Ywo of my foster were not potty trained. So whenever they started sniffing i would take them out. They got the idea fairly easily. Now I have a third foster who was rescued from the pound is extremly houstrained. I am really excited about that. He practically crosses his legs if he needs to go really bad.:


----------



## sophiesadiehannah's mom (Feb 11, 2007)

my first rescued golden was kept in a crate of some sort, who knows, she was a puppy breeder, when we adopted her from the rescue she circled when we would take her out, she also would find her way to the basement and the concrete floor to relive herself. however goldens are very smart and rescued goldens just want to please, within three weeks, she was on schedule and doing fine. she was approximately 6 years old. the rescue i just adopted several months ago was also a puppy breeding mom, luckily the rescuer worked very well with her and it only took a couple of weeks for scheduling her to our routine. she is about three.


----------



## Phoebe (Feb 8, 2006)

A great deal of my fosters spent their lives in puppy mills so housebreaking is typically a challenge. I find I get the best results by leashing the dog to me and crating when I'm too busy to have them leashed to me, then when I've been able to correct by catching them in the act, getting them outside...praise, praise, praise...treats galore, I can drop the leash and keep them confined in the family room, taking them out each time they go near the back door.
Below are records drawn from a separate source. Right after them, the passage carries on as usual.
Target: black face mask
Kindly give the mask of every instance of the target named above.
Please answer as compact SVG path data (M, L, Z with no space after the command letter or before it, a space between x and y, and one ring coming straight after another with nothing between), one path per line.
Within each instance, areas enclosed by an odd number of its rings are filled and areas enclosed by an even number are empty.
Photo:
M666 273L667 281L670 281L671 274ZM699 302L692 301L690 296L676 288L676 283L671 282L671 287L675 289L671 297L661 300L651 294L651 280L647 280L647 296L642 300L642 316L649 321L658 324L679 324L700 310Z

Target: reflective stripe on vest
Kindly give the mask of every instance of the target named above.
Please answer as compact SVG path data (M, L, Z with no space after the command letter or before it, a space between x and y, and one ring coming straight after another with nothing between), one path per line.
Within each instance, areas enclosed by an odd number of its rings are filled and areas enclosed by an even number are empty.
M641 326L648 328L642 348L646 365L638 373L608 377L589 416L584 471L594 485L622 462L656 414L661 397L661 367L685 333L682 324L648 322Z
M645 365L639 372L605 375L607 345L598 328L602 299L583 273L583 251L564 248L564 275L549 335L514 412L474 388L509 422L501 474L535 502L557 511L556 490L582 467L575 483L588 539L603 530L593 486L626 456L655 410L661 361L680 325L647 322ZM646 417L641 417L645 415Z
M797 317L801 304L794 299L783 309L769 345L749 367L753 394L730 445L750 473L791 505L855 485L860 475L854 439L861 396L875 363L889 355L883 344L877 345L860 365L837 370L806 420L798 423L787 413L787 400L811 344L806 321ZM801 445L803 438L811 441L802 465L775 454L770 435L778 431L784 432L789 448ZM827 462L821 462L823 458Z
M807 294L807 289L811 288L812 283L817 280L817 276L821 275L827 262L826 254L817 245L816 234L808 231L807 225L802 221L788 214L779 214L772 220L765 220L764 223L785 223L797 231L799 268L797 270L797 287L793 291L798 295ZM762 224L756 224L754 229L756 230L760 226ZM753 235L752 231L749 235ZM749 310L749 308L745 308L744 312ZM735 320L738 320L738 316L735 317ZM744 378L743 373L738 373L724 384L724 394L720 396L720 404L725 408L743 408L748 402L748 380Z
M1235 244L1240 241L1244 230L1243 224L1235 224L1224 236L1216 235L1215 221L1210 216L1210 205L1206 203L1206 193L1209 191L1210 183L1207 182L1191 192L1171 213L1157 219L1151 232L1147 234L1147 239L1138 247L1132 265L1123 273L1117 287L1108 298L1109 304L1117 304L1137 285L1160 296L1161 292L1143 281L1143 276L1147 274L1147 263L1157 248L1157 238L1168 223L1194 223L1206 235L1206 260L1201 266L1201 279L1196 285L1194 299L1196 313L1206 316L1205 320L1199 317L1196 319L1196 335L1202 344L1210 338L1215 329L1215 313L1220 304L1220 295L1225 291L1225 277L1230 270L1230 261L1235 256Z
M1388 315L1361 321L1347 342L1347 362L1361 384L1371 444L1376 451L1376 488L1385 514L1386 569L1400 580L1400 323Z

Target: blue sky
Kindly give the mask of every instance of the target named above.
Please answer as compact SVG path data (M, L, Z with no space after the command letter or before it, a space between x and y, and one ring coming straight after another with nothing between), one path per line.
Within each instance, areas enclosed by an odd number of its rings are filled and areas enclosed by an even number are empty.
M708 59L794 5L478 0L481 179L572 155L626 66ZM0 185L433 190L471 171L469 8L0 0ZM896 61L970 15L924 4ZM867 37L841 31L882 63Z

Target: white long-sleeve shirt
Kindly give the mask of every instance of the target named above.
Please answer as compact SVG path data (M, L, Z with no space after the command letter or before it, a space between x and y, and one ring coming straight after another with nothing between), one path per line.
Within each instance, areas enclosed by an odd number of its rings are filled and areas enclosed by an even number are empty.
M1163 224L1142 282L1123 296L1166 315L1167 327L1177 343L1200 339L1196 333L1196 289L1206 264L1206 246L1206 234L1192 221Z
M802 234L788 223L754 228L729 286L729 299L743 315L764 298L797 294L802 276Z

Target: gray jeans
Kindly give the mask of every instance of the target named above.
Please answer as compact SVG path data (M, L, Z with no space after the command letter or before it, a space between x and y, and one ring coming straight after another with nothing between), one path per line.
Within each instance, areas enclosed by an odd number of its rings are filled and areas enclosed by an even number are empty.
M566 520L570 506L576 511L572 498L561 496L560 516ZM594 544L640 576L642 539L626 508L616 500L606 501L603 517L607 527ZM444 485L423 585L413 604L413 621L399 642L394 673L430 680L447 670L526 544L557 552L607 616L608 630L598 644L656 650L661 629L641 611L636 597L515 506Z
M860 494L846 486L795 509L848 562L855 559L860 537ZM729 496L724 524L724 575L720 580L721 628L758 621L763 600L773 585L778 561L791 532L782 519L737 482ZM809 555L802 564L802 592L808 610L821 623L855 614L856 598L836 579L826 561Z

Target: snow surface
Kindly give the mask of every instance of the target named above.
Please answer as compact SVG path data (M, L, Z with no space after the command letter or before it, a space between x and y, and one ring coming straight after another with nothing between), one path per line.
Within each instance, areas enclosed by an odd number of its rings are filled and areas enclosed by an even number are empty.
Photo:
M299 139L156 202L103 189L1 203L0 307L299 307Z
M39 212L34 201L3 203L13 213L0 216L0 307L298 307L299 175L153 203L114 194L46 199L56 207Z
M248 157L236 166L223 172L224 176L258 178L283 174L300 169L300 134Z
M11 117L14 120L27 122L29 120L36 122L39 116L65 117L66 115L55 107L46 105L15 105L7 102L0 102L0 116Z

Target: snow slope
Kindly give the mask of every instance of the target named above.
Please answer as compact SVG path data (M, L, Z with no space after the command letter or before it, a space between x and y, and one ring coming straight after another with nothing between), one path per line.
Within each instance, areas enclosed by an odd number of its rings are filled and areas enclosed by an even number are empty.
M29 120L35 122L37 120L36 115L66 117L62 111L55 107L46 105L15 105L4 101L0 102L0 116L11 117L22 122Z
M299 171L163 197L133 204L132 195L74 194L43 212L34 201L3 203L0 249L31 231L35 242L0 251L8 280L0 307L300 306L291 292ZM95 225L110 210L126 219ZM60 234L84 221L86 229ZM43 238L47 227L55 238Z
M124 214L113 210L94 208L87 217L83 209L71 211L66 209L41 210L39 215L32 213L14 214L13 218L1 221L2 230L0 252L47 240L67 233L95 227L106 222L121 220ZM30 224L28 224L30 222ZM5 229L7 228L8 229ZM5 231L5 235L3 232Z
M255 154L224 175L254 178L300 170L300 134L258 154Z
They soon learn to connect the door to going outside. Admittedly, I foster cairn terriers and leashing them to me is relatively easy. I leashed Phoebe to me after her spay so I could keep her quiet and that was rather difficult because of her size. 

Jan, Seamus, Gracie, Phoebe & Chastity


----------



## mylissyk (Feb 25, 2007)

I have had a mix, some were all ready house trained and others were not. The ones who needed to be house trained learned very quickly, usually with only one or at the most two accidents before they understood potty "outside".

It's interesting that the ones who have been outside dogs were very easy to house train, I guess their potty place was always outside so they never thought they could go inside.


----------



## gold'nchocolate (May 31, 2005)

My black lab, Vanilla, was a foster when I first got her (then became a foster failure) and she was fully potty trained. I don't know her history but she has never had an accident in the house yet. When I picked her up at the transport drop-off (at 4:00 pm) I could tell she needed to go BAD so she had held it for a long time (probably early that morning).


----------



## AquaClaraCanines (Mar 5, 2006)

Sidney, my new foster, appears to be housebroken. She has had no accidents as of yet. If I get one that is not, I treat them like a new puppy and bring out the crate.


----------